Nie podoba Ci się własne życie to je zmień bo za Ciebie nikt tego nie zrobi. Ciągle jesteś młoda i wszystko możesz odmienić. Możesz olać chłopaka, wrócić np. do rodziców i pójść na studia. Tam znajdziesz nowych przyjaciół, a jak wybierzesz dobry kierunek to być może potem nie będziesz pracowała do 18, tylko sama coś wykombinujesz, aby np. kończyć o 15-16. Siedząc na d.pie nikt tego za Ciebie nie zrobi.

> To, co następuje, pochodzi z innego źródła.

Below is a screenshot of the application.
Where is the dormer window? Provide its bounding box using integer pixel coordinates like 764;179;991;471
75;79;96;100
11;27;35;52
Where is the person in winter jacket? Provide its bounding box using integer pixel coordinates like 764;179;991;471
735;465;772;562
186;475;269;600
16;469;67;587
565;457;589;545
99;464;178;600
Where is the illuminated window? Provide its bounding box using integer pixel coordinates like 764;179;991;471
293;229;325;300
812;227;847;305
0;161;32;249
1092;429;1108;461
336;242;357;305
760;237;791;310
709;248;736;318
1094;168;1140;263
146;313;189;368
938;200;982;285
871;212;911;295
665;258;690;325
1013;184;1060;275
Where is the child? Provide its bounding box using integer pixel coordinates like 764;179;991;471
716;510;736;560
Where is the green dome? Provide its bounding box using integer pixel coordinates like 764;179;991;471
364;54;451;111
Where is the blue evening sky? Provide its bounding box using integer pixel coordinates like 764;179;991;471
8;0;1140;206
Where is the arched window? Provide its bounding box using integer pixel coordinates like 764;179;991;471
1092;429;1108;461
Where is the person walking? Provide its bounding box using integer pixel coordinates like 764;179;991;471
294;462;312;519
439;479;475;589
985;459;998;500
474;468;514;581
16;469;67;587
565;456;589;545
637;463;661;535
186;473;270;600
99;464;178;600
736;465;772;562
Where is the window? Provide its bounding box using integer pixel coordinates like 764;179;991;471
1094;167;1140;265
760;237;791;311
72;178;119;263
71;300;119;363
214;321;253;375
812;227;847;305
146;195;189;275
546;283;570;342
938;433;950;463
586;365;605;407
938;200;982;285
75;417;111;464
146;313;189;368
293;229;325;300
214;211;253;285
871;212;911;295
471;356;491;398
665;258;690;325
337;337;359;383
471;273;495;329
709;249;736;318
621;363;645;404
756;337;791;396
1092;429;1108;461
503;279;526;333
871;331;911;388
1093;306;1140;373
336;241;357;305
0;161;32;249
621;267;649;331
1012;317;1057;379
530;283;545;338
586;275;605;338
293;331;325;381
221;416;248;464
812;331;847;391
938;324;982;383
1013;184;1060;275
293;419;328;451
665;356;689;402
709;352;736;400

Po prostu czas dorosnąć i zacząć ogarniać własne życie bo inaczej własnie będzie toba pomiatalo...
 

LaCiruela

Nowicjusz
Dołączył
9 Maj 2011
Posty
63
Punkty reakcji
1
No właśnie jesteś jeszcze na tyle młoda, że wszystko da się zmienić i nadrobić ten czas :) Ważne tylko, żebyś dobrze się czuła ze swoja decyzją. A może jest jakieś trzecie wyjście? :)
 

agatka

Nowicjusz
Dołączył
3 Maj 2005
Posty
204
Punkty reakcji
0
Wiek
33
Miasto
Gdzieś tam
Ja po prostu nie umiem przekreślić tego co sama stworzyłam, uwierzcie że jest ciężko i tak naprawdę to on nie jest zły tylko my chyba do siebie nie pasujemy po prostu, a ja próbowałam sobie wmówić że jest inaczej i teraz jest ciężko się z tym pogodzić
 

kika868686

Master
Dołączył
21 Czerwiec 2009
Posty
2 568
Punkty reakcji
130
oczywiscie ze po takim czasie trudno jest przekreslic to co sie mialo, ale skoro zle sie w tym czujesz, Twoj mezczyzna o Ciebie nie dba, w zwiazku z tym jestes nieszczesliwa no to..chyba szkoda zycia :/
 

Soul_Pinata

Nowicjusz
Dołączył
24 Wrzesień 2011
Posty
16
Punkty reakcji
0
Miasto
wilgotna szczelina w murze na ulicy Sezamkowej
Dosyć późno się ocknęłaś, bejbe. Po co zatruwasz nasze biedne umęczone dusze, skoro i tak nie pomożemy Ci podjąć decyzji? Cokolwiek napiszemy i tak zrobisz po swojemu. Pogadaj z nim; po prostu powiedz, że roztopił się cały wosk Twojej świeczki i albo doda się go więcej albo będzie trzeba wymienić całą świeczkę. Jak już się odważysz ubrać ten problem w poważne słowa, wszystko stanie się prostsze. Albo zrobisz majestatyczny wypad z torbami, albo czymś przyciągnie Cię do siebie na dłużej. Trzymaj fason, bejbe
 

LaCiruela

Nowicjusz
Dołączył
9 Maj 2011
Posty
63
Punkty reakcji
1
Soul Pinata :eek:k: za trzymani fasonu

a tak serio, to prawda, że agatka zrobi co chce, ale przecież nie zaszkodzi dziewczynę trochę podtrzymać na duchu BB)

agatko powiedz mu raz a porządnie, gotowa w razie czego na natychmiastową wyprowadzkę i albo się chłopak ocknie, albo nie! O!